Выбрать главу

Отведенная Прокофьевичем неделя на моё восстановление пролетела как-то быстро. За это время я начал вставать с постели и даже пытался передвигаться самостоятельно, что пока было непросто. Если пока я лежал, голова не болела и чувствовал я себя хорошо, то, когда начинал ходить, от напряжения боль возвращалась, и я ничего не мог с этим поделать. Боль в раненом бедре на фоне головы казалась просто щекоткой. Я, конечно, вообще не специалист в подобных ранениях, но что-то мне подсказывает, что в данном случае может помочь только покой. Не зря же говорят, что время все лечит, в другом, конечно, контексте, но в моем случае эта фраза подходит, как нельзя лучше.

После ухода Прокофьевича у меня появилась уйма времени, чтобы подумать над своими дальнейшим действиями. А ещё я почему-то начал переживать за свою память, вдруг из-за этого ранения пропадет моя возможность вспоминать прошлую жизнь в мельчайших подробностях? Мне так хотелось попробовать что-нибудь вспомнить, находясь в необходимом для этого своеобразном трансе, но страшно было это делать, вдруг головная боль станет еще сильнее. В любом случае в присутствии Прокопьевича я не стал это делать, да и после его ухода тоже решился не сразу. Но на третий день одиночества я все же попробовал досконально вспомнить устройство механических вязальных машин, современных мне в прошлом мире, с которыми здесь, можно сказать, беда. Их тут попросту нет, во всяком случае я не видел. Нужного состояния мне удалось достичь без проблем, как, собственно, и вспомнить все в мельчайших подробностях, но последствия этого эксперимента мне вообще сильно не понравились. Голова в очередной раз разболелась не хуже, чем после прогулки, а из носа ручьем полилась кровь. Я, несмотря на эти неприятности, все равно был рад до невозможности, все-таки эта моя способность — вспомнить все, что захочу, дорогого стоит, и лишиться её я бы не хотел ни при каком раскладе.

После этого эксперимента я все свое время проводил главным образом в раздумьях. По всему выходило, что делать мне в Союзе сейчас нечего. А если учитывать начавшиеся козни разнообразных чиновников, то сидеть здесь и вообще становится опасно. Поэтому как выберусь отсюда, надо каким-то образом снова уматывать за границу. Всё-таки основная движуха сейчас там, поэтому мне и надо попасть туда как можно быстрее. В таких размышлениях время проходило незаметно, и я сам не заметил, как пролетело время, по окончании которого уже пора начинать волноваться. Ведь по моим подсчетам жить в одиночестве мне предстояло не дольше четырех дней, которые прошли, а здесь так никто и не появился.

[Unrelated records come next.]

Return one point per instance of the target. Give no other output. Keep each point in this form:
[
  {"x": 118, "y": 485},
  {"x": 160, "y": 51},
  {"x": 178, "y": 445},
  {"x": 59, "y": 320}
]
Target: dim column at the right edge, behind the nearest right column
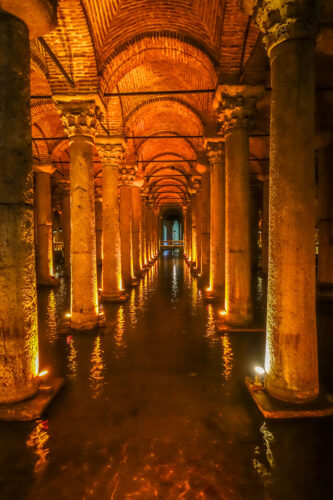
[{"x": 325, "y": 222}]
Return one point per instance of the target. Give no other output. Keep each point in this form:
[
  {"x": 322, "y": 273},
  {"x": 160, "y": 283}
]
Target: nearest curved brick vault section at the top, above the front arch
[{"x": 114, "y": 23}]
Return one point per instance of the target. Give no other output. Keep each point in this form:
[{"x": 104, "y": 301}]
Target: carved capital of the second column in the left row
[{"x": 79, "y": 117}]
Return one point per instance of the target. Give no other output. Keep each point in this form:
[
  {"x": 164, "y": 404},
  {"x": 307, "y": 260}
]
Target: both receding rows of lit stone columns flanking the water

Вернулся Прокофьевич с целой кучей гостей только через шесть дней, когда я уже действительно места себе не находил от переживаний, притом он был злой, как собака. Я с удивлением смотрел на толпу народа, ввалившуюся в пещеру, в которой мгновенно стало тесно, и не знал, плакать мне или смеяться.

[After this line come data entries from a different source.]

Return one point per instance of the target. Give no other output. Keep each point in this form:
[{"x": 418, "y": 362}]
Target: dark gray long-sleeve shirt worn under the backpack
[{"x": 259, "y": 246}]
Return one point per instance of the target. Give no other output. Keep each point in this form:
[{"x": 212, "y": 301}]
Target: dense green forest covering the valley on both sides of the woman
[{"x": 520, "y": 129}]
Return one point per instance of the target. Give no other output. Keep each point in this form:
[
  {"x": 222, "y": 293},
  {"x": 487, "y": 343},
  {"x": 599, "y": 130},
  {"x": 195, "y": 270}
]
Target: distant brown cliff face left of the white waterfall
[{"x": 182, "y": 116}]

Сначала, конечно, вошёл сам хозяин пещеры, который буркнул что-то типа «вот, привел». После чего отошёл в сторону от двери. Вторым буквально заскочил в пещеру дед, улыбающийся во всю ширь лица. Он сразу подошёл к моей постели, на которой я успел к этому моменту сесть, и сгреб меня в охапку. Конечно же, это надо было бы назвать объятиями, но то, как сделал это дед, скорее напоминало обращение с младенцем, которого спасают от падения с кровати. Он, прижимая меня к себе, что-то при этом пытался ворковать, но разобрать что-то в его речи не представлялось возможным. Да и отвлекся я в этот момент, глядя на то, как два нквдшника на импровизированных носилках вносят улыбающегося Абрама Лазаревича, у которого одна нога была замотала непонятными тряпками, скрывающими не менее непонятную громоздкую конструкцию. За ними в пещеру, можно сказать, просочились еше три нквдшника и два деревенских мужика, которые главным образом промышляли охотой.

Абрам Лазаревич в своём репертуаре жизнерадостно произнес:

— Таки-заставил ты нас, Санек, понервничать, да так, что я вон даже ногу сломал.

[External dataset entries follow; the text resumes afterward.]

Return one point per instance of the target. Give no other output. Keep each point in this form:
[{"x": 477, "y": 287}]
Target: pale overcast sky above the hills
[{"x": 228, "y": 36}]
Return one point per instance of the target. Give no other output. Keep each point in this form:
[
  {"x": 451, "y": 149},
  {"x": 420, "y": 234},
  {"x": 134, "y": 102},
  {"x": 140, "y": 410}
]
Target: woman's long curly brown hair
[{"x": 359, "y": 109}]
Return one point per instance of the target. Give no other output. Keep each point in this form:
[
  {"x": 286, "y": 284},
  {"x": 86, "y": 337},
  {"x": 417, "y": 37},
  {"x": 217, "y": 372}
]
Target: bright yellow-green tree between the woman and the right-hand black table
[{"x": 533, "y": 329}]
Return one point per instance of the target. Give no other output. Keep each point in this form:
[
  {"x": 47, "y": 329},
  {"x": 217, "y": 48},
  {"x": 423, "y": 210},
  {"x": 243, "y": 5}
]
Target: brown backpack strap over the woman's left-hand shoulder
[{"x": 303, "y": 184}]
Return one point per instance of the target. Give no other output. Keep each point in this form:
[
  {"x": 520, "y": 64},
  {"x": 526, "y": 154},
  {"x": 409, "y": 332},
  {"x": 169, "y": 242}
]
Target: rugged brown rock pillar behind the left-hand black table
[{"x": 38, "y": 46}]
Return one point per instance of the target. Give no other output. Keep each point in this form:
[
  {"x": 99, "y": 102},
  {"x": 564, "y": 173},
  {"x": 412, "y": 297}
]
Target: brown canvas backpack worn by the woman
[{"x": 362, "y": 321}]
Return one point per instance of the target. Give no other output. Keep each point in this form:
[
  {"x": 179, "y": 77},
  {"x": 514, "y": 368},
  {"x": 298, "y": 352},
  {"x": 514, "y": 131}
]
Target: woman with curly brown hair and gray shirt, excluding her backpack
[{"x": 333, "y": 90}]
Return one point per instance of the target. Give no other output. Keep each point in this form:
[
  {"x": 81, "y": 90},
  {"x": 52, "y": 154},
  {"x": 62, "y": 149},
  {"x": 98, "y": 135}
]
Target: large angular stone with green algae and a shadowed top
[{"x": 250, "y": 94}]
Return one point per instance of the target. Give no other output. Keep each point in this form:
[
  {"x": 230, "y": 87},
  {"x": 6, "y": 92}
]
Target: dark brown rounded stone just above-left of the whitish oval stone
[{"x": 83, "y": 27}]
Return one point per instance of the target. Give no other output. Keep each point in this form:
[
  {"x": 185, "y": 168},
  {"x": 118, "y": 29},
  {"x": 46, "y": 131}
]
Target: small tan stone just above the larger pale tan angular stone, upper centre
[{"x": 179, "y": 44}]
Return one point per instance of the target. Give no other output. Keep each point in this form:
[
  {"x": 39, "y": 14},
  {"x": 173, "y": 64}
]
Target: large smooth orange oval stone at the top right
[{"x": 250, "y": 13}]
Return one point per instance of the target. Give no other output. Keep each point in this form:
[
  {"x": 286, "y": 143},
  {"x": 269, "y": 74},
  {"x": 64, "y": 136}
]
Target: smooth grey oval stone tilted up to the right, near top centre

При этом он счастливо рассмеялся. Я, глядя на него, с непониманием спросил:

— Абрам Лазаревич, вроде люди с поломанными ногами не радуются так, как вы тут радуетесь. Нет?

Тот ещё шире заулыбался и ответил:

— Нога срастется, главное, что мы тебя нашли, остальное неважно.

— Да что случилось-то, что это вдруг стало главным?

— Значит в то, что я переживал, ты не веришь? — с какой-то даже обидой спросил Абрам Лазаревич

— Почему не верю, очень даже верю. Но вот в то, что вы просто так бросили все свои дела и кинулись меня искать без веской причины, уж извините, но поверить не могу.